Atuação conjunta – Para executar tal fiscalização, o Ministério Público do Paraná atua em conjunto com outros órgãos públicos, como os Tribunais de Contas do Estado e da União e as Controladorias-Gerais do Estado e da União, a partir da Rede de Controle da Gestão Pública no Paraná, atualmente coordenada pelo MPPR. “O objetivo é cobrarmos transparência na execução dos planos de vacinação e o fiel cumprimento das normas legais e das decisões adotadas pelas autoridades gestoras do SUS. Também monitoraremos a regularidade das compras das vacinas e dos insumos necessários para a sua aplicação”, explica o procurador de Justiça Maurício Kalache, que coordena o Centro de Apoio Operacional das Promotorias de Justiça de Proteção ao Patrimônio Público e à Ordem Tributária e atualmente é também coordenador da Rede de Controle.
Agentes públicos – “O Ministério Público tem plena confiança nos gestores de saúde do estado do Paraná e a instituição atuará para que as estratégias das autoridades sanitárias sejam executadas e respeitadas. Contudo, eventuais desvios de legalidade são necessariamente apurados e os envolvidos responsabilizados”, afirma Maurício Kalache. O procurador de Justiça explica ainda que, quando cometido por agentes públicos (prefeitos, secretários ou demais funcionários públicos que não estão na lista de prioridade), o ato de “furar a fila” da vacinação constitui improbidade administrativa. “Utilizar-se do cargo público para obter benefício pessoal contraria regras e princípios que disciplinam a boa gestão pública”, diz. Entre as penas previstas pela legislação nesse caso, estão a perda da função pública, a suspensão dos direitos políticos, o pagamento de multa e o ressarcimento de valores ao erário. Kalache destaca ainda que considera importante que a sociedade auxilie no controle dos planos de vacinação, fiscalizando e denunciando eventuais irregularidades constatadas.
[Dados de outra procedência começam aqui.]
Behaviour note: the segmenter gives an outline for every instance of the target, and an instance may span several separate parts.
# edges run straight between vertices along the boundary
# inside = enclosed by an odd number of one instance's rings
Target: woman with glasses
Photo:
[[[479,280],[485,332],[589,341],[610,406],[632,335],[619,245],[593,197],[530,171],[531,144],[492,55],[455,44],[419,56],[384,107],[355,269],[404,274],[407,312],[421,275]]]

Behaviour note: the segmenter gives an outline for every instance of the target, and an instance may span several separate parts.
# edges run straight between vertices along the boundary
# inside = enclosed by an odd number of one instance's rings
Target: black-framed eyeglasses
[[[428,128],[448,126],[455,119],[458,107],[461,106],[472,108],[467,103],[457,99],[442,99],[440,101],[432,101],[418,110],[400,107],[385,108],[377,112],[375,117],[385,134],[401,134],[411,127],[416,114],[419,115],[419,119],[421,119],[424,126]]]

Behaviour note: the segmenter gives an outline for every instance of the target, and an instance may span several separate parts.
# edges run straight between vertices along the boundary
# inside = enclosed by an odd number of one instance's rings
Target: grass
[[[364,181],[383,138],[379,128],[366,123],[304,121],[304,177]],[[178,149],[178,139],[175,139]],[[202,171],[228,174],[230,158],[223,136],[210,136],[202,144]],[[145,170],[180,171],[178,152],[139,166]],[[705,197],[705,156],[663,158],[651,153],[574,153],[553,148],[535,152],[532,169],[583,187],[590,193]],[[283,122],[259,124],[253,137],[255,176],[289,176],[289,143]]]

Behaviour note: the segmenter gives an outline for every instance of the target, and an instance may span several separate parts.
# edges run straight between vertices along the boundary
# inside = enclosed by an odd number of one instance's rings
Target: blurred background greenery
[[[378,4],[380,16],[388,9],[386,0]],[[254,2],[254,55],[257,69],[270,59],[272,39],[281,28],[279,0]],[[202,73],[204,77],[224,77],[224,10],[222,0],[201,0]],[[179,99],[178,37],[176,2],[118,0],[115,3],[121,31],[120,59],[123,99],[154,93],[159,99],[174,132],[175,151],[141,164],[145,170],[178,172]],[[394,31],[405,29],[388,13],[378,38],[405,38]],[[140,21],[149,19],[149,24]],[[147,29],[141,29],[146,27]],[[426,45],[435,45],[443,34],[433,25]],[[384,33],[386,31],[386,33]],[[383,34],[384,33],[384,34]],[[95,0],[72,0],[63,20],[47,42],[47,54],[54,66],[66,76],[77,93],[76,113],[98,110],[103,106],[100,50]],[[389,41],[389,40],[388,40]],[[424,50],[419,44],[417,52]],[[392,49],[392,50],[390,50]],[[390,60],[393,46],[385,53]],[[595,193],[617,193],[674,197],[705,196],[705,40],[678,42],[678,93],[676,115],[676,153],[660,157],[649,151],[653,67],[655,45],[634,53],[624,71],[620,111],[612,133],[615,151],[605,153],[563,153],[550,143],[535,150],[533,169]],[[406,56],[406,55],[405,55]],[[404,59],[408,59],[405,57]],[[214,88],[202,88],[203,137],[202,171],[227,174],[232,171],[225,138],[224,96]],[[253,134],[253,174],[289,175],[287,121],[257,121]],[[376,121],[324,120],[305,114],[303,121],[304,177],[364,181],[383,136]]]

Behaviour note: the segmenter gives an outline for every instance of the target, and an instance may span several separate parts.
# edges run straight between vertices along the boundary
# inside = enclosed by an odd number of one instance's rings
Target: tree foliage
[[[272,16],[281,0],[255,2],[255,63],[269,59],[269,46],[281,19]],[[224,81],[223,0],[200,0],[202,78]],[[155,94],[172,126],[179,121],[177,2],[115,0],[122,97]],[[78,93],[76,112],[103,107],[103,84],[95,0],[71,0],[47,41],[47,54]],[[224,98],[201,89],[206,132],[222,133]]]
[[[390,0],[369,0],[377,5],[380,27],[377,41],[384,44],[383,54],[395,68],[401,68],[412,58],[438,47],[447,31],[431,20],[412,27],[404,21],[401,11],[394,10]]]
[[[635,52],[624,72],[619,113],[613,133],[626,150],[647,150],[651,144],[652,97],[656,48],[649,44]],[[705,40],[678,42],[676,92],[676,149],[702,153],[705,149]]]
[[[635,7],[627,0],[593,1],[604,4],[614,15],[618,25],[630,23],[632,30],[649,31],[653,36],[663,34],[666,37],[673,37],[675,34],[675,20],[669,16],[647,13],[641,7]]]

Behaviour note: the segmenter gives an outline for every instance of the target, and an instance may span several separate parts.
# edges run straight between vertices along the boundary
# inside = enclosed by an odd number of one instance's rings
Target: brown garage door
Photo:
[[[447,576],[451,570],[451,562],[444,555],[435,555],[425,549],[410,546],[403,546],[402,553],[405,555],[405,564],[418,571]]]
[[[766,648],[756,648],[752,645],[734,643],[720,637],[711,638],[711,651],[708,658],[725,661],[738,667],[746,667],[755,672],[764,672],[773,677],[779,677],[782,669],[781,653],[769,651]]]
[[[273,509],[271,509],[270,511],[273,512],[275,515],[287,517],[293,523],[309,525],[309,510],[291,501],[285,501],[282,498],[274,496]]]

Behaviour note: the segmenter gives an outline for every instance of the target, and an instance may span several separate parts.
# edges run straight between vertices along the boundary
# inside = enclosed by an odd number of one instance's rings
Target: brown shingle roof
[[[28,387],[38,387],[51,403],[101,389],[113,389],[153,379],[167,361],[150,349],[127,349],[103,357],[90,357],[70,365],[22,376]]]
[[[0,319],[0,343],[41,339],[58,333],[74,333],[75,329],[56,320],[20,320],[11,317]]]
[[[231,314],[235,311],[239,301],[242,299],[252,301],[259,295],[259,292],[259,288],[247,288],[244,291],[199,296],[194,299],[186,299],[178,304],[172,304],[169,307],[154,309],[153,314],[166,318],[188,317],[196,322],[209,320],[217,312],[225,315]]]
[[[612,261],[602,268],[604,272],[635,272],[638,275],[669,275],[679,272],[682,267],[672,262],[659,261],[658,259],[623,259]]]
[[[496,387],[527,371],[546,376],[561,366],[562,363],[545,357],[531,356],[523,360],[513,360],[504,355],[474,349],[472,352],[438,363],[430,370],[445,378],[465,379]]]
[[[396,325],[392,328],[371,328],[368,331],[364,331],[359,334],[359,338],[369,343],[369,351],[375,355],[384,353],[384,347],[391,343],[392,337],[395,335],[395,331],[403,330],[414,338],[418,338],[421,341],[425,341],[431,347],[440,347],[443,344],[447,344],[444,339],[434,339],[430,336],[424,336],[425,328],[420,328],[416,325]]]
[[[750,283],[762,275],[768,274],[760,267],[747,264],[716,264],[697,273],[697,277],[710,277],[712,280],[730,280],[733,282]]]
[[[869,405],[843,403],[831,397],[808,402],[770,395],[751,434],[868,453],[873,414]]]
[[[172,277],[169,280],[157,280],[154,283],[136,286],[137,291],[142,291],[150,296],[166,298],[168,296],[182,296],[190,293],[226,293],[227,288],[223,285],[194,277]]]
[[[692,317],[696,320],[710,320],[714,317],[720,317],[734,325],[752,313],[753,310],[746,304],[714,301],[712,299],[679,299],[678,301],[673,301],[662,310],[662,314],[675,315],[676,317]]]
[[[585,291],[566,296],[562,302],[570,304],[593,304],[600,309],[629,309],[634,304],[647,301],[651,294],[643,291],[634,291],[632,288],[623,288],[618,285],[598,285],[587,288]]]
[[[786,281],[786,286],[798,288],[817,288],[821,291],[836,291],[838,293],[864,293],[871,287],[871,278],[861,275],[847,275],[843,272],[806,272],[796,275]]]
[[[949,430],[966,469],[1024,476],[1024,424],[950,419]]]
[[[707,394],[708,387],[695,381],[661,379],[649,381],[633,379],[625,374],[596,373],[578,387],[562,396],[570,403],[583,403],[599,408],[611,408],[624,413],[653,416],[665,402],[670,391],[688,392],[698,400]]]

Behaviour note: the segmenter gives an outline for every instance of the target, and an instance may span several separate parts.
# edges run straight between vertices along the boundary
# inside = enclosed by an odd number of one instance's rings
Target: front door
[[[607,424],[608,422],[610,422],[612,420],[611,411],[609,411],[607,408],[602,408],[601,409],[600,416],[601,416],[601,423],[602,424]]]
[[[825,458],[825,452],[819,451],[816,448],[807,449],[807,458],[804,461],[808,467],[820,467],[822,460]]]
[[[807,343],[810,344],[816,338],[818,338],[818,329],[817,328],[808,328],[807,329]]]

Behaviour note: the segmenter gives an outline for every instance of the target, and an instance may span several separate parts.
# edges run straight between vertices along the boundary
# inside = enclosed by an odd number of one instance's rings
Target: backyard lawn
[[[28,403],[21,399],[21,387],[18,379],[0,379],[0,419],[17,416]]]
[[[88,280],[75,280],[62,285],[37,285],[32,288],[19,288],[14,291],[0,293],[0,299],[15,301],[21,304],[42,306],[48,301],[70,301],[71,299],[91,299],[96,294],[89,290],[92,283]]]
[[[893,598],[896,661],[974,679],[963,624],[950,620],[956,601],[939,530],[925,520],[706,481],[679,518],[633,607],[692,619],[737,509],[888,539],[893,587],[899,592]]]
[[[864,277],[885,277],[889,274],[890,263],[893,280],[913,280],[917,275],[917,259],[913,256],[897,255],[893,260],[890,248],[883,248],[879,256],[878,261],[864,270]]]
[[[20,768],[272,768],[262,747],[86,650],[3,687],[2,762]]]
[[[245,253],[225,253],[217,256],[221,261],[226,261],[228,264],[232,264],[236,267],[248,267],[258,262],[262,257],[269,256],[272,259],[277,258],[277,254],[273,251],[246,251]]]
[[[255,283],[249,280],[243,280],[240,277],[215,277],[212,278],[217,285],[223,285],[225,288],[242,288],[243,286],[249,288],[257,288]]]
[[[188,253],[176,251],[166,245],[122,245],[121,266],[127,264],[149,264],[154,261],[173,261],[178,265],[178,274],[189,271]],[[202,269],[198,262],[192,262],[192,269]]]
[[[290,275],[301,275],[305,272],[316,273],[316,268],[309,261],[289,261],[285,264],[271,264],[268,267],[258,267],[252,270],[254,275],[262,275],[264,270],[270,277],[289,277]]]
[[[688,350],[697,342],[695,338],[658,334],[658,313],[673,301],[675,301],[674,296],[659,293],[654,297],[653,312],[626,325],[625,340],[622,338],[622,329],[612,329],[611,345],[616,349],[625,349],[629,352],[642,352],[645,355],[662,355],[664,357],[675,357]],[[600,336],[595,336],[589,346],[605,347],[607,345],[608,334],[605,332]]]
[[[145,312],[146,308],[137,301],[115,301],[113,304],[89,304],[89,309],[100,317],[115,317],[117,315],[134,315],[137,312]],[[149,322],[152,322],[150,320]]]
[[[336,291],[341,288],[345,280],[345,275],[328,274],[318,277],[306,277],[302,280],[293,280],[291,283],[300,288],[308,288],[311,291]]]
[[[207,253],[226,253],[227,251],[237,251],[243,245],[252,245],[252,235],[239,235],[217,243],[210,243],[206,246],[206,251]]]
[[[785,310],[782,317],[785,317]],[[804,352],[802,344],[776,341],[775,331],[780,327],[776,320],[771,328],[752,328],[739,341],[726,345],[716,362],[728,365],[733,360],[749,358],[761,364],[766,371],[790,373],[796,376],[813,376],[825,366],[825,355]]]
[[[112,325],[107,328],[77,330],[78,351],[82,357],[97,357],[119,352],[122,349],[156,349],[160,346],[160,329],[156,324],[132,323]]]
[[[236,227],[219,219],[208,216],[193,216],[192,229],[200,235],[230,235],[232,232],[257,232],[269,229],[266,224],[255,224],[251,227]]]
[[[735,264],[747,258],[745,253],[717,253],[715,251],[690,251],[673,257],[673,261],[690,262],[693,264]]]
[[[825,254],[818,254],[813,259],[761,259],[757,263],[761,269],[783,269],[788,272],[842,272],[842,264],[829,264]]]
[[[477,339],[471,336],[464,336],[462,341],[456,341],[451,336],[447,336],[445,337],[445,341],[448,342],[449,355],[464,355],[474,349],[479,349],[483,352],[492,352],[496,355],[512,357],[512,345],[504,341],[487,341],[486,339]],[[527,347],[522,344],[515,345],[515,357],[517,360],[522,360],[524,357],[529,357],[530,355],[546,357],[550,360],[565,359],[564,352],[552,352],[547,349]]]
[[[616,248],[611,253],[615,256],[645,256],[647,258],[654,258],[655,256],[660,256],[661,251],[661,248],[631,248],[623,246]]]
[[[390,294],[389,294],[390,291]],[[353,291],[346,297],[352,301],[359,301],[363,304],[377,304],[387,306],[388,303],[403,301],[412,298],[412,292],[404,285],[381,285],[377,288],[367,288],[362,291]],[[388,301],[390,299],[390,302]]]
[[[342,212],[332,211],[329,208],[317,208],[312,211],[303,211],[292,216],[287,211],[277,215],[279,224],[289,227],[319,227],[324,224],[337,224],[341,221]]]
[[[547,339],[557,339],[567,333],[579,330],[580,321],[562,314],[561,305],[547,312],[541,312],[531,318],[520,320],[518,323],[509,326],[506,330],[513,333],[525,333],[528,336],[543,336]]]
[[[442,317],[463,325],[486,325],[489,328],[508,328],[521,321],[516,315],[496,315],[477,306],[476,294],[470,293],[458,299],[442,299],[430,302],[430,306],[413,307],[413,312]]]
A participação comunitária e o controle social são fundamentais para o funcionamento do Sistema Único de Saúde, por isso, além dos usuários em geral, os membros dos conselhos estadual e municipais de saúde devem acompanhar todas as fases da execução dos planos estadual e municipais de vacinação.”
Crime – Além das consequências na esfera cível, quem desrespeita a fila da vacina também pode sujeitar-se à responsabilização criminal, como explica o procurador de Justiça, Cláudio Rubino Zuan Esteves, coordenador do Centro de Apoio Operacional das Promotorias de Justiça Criminais, do Júri e de Execuções Penais. “Nos casos em que o desvio tiver o envolvimento de funcionário público, a prática pode caracterizar os crimes de peculato, corrupção ou mesmo abuso de autoridade. Se a expropriação das doses do poder público for realizada por um particular, pode-se falar dos crimes de subtração de material destinado a salvamento, eventual furto ou mesmo roubo, além de ser possível também a tipificação de delitos relacionados a falsidades documental, de identidade ou de atestados médicos e, até mesmo, estelionato contra entidade pública, contando, os crimes mais graves, com penas máximas de 12 anos”, alerta. Além disso, o promotor de Justiça Ricardo Casseb Lois, que também atua no Centro de Apoio, salienta que, por se tratarem de crimes cometidos durante estado de calamidade pública, como é o caso da pandemia, as penas podem ser ainda agravadas. “À medida que situações como esta chegarem ao conhecimento do Ministério Público, serão adotadas providências para a identificação dos autores, podendo o próprio promotor de Justiça instaurar investigações ou requisitar sua instauração à Polícia Civil”, esclarece.